When you’re feeling a lot of strain (like when you’re in a rage?), what do you do to relax and to keep you mind off the ugly things? In my case, I read, I watch a movie, go out… or write.
Although my deadline for Tuesday’s (today’s) column wasn’t until Monday (yesterday) at 12.00 noon, I finished it early Saturday afternoon. I just wanted a complete break from anything related to writing and blogging. Writing just wasn’t relaxing at that point.

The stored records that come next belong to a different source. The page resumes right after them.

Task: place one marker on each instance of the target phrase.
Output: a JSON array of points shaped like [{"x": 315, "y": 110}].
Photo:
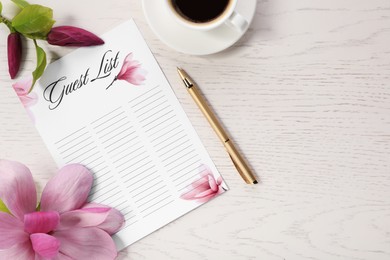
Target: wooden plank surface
[{"x": 306, "y": 95}]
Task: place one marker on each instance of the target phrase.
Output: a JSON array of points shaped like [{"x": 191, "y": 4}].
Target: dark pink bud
[
  {"x": 14, "y": 46},
  {"x": 72, "y": 36}
]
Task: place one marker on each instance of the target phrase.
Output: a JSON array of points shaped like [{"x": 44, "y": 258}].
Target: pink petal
[
  {"x": 192, "y": 194},
  {"x": 207, "y": 198},
  {"x": 17, "y": 189},
  {"x": 68, "y": 190},
  {"x": 45, "y": 245},
  {"x": 41, "y": 222},
  {"x": 131, "y": 71},
  {"x": 11, "y": 231},
  {"x": 22, "y": 87},
  {"x": 219, "y": 180},
  {"x": 125, "y": 65},
  {"x": 86, "y": 243},
  {"x": 21, "y": 251},
  {"x": 113, "y": 222},
  {"x": 212, "y": 183},
  {"x": 204, "y": 194},
  {"x": 90, "y": 217}
]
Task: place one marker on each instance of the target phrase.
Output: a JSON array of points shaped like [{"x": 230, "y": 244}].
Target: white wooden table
[{"x": 306, "y": 95}]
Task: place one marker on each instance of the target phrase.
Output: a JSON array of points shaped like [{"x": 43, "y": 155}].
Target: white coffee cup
[{"x": 228, "y": 16}]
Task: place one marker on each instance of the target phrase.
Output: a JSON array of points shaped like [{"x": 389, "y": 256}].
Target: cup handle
[{"x": 237, "y": 21}]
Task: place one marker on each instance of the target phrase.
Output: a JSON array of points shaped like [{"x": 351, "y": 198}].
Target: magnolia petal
[
  {"x": 68, "y": 190},
  {"x": 61, "y": 256},
  {"x": 191, "y": 194},
  {"x": 23, "y": 86},
  {"x": 207, "y": 198},
  {"x": 212, "y": 183},
  {"x": 41, "y": 222},
  {"x": 219, "y": 180},
  {"x": 11, "y": 231},
  {"x": 45, "y": 245},
  {"x": 204, "y": 194},
  {"x": 20, "y": 251},
  {"x": 125, "y": 64},
  {"x": 86, "y": 243},
  {"x": 17, "y": 188},
  {"x": 113, "y": 222},
  {"x": 90, "y": 217}
]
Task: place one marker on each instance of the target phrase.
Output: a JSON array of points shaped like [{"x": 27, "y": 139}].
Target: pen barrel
[
  {"x": 208, "y": 113},
  {"x": 240, "y": 164}
]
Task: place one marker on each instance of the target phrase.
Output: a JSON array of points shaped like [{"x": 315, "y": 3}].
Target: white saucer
[{"x": 191, "y": 41}]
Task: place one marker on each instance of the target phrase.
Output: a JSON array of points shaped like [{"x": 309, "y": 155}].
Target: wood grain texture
[{"x": 306, "y": 95}]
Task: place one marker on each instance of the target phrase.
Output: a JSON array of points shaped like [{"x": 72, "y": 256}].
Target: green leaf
[
  {"x": 21, "y": 3},
  {"x": 3, "y": 207},
  {"x": 34, "y": 21},
  {"x": 41, "y": 64}
]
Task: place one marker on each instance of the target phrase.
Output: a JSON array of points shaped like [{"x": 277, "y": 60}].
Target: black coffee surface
[{"x": 200, "y": 11}]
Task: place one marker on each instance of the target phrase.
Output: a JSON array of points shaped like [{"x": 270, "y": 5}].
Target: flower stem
[
  {"x": 112, "y": 82},
  {"x": 7, "y": 22}
]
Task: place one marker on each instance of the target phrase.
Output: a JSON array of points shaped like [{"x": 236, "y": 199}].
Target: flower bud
[
  {"x": 14, "y": 45},
  {"x": 72, "y": 36}
]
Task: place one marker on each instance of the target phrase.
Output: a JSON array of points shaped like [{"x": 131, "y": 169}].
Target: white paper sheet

I shut down the computer and I would not turn it on again until Monday morning. We went to a birthday dinner party in the evening then watched Rush Hour 3. Still, all of that was not enough to calm me down. The moment we got home, I kicked off my shoes (not literally, they’re too expensive for that kind of treatment), I made myself a cup of coffee, curled on the couch and started reading Harry Potter and the Deathly Hallows.
It wasn’t exactly planned. We were at TriNoma for the birthday dinner and, while waiting for the food, I stepped out of California Pizza Kitchen for a smoke and to take photos. Right beside CPK was Power Books and there was this big sale. I’ve been to a lot of branches looking for a copy of Deathly Hallows, so I knew it was out of stock and I wasn’t really expecting to find a copy there. But I did. And the price was less 20% too.
No spoilers ahead.
Well, save to say that it was a fitting conclusion to the Harry Potter saga. No, it was not disappointing. No, it was not predictable. The twists and turns went on and on right until the final chapter and on to the epilogue. The pace was good, the battle scene was awesome, but it was the characterization that was best.
Albus Dumbledore (warning: spoilers in the Wikipedia link), the Hogwarts headmaster who died in the sixth book, Harry Potter and the Half-Blood Prince, has always been illustrated as nothing short of a hero. He was an exceptional wizard with an even more exceptional insight into human nature. He was protective, he was a just school administrator and, well… he just seemed perfect.
With Deathly Hallows came the humanization of Dumbledore. It sounds ironic, I know, because he died in Book Six, but that was how it was. In all the previous stories, nothing much had been said about Dumbledore before he became headmaster of Hogwarts. In Deathly Hallows, his life story was told. And, my, it was some story.
But, perhaps, the biggest surprise was the unraveling of Severus Snape. If there ever was a lesson about not judging a book by its cover, nor a person by his appearance and demeanor, this was it.
As to who died and who lived, well, that’s something to write about some months from now when most Harry Potter fans have had a chance to read Deathly Hallows.